The Oregon Tech Steel Bridge team ranked in the top 50 percent at the 2019 American Institute of Steel Construction Student Steel Bridge Competition that concluded June 1 at Southern Illinois University Carbondale.

The Oregon Tech Steel Bridge team, led by construction captain Grant Banister of Pendleton, and design captain Bryce Terhune of Roseburg, ranked in the top 50 percent at the 2019 American Institute of Steel Construction (AISC) Student Steel Bridge Competition that concluded June 1 at Southern Illinois University Carbondale. The Oregon Tech team had earlier this spring placed second at the Regional version of the competition, which qualified them to compete at the nationals.

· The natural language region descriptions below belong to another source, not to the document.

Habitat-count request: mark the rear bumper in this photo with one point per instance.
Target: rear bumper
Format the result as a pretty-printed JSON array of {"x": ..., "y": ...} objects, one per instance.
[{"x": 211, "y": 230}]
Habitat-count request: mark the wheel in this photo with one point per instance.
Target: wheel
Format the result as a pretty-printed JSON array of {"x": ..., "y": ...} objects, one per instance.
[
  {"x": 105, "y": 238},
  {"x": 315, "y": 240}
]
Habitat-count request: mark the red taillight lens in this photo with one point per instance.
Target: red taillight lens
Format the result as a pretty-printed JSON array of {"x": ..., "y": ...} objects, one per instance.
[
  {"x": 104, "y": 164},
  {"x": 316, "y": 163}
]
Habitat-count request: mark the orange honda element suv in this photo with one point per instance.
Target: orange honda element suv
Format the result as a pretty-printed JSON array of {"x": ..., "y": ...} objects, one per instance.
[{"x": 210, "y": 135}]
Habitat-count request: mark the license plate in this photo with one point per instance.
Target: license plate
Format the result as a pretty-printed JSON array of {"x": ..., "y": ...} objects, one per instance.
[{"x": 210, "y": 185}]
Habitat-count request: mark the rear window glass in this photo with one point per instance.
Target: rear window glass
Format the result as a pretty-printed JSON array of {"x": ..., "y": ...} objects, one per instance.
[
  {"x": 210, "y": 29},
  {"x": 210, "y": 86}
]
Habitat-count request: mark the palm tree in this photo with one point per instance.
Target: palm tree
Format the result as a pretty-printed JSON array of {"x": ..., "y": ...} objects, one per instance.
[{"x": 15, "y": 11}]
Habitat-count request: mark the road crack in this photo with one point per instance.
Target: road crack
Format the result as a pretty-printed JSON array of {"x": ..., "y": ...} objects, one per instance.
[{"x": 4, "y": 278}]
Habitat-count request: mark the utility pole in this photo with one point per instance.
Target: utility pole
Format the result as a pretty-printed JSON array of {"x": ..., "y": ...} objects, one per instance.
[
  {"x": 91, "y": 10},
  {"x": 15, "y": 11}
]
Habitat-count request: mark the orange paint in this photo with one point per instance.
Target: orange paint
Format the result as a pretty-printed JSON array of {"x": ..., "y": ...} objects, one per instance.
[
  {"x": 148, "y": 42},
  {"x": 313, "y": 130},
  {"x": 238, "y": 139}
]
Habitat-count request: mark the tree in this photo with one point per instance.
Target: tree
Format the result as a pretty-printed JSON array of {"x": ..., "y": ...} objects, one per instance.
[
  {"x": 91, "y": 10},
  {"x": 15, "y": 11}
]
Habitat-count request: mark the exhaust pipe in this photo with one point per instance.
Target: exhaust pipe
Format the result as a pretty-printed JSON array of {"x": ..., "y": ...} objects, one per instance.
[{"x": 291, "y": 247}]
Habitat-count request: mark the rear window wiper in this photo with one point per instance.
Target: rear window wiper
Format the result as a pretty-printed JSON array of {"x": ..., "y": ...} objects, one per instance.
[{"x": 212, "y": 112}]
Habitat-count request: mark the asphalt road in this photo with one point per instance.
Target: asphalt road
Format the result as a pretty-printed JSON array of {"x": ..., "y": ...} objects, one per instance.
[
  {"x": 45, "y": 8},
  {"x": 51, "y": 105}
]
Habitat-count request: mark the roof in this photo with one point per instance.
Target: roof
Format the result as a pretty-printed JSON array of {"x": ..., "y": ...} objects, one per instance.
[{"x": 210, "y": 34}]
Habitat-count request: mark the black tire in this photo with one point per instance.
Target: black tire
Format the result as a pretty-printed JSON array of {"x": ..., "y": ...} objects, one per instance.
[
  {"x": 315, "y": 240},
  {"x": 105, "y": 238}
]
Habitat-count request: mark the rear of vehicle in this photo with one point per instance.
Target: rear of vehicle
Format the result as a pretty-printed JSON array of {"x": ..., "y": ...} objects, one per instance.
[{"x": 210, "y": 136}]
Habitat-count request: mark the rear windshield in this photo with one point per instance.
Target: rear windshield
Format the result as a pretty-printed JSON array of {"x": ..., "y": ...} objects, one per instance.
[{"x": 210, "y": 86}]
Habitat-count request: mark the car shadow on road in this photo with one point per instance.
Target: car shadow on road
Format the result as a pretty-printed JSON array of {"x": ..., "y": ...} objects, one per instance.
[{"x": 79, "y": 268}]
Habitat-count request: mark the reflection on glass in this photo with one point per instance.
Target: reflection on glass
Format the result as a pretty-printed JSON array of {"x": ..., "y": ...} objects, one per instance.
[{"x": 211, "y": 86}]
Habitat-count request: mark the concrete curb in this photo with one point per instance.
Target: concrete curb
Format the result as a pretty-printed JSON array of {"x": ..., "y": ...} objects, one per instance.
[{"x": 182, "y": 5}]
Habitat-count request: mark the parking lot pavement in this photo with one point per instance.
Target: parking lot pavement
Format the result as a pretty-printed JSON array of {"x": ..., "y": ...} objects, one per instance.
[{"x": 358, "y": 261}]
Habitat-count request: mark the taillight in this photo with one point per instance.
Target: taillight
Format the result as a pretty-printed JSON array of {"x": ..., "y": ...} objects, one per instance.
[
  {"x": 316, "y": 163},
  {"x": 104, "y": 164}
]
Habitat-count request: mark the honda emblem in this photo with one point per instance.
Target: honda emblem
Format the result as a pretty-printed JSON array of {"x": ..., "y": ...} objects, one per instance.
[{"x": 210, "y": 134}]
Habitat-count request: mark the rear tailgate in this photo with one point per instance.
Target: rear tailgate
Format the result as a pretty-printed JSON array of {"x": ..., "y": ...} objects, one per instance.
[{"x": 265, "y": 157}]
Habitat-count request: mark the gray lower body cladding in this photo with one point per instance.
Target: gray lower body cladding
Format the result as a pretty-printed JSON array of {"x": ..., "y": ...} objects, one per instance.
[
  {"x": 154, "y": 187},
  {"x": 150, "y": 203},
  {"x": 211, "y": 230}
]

The AISC National Student Competition is an annual event open to the top contenders from AISC regional events held throughout the nation. Held in April at Saint Martin’s University in Washington, the PNW regional event included 19 schools from Alaska, British Columbia, Idaho, Montana, Oregon and Washington. Oregon Tech’s steel bridge team placed second overall at the regional event, giving them a spot at the national competition.

AISC’s Student Steel Bridge Competition challenges student teams to develop a scale-model steel bridge, and gives students valuable hands-on experience by designing, fabricating and erecting steel bridges. The team must determine how to fabricate their bridge and then plan for an efficient assembly under timed construction at the competition. Bridges are then load tested and weighed. The bridge must span approximately 20 feet, carry 2,500 pounds, and must meet all other specifications of the competition rules. Bridge aesthetics are also judged and considered in the final results of the competition.

Placing second overall at the PNW regional event, the team had the fastest construction speed of 9.97 minutes, well ahead of the next team with a time of over 18 minutes. Spending the weeks up until the national competition practicing, the Oregon Tech team members were able to bring their construction speed down to 6.08 minutes at the national final, which earned them a fourth place finish in both the construction speed and construction economy (speed/weight) categories. Overall, the team placed 19th out of 41 teams.

Civil Engineering professor and team faculty adviser, C.J. Riley, Ph.D., shared his excitement over the team’s results.

“This is a phenomenal representation of our institution and program on a national stage, and the team’s construction performance was truly inspiring. The steel bridge team next year now has a lot of experience and knowledge to build from and they look forward to recruiting more Civil Engineering students in our bachelor’s degree program to participate next year,” Riley said.

In addition to Banister and Terhune, many other students participated in the project including Dan Iwicki (Lake Zurich, Ill.), Michael Hoie (Roseburg), Cody Faber (Saint Paul, Ore.), Kayla de Hoop (Klamath Falls), Alex Holland (Idleyld Park, Ore.), and Ian Pargeter (Eugene). Dr. Riley, and Pat Kile, civil engineering laboratory technician, provided technical support and consultation.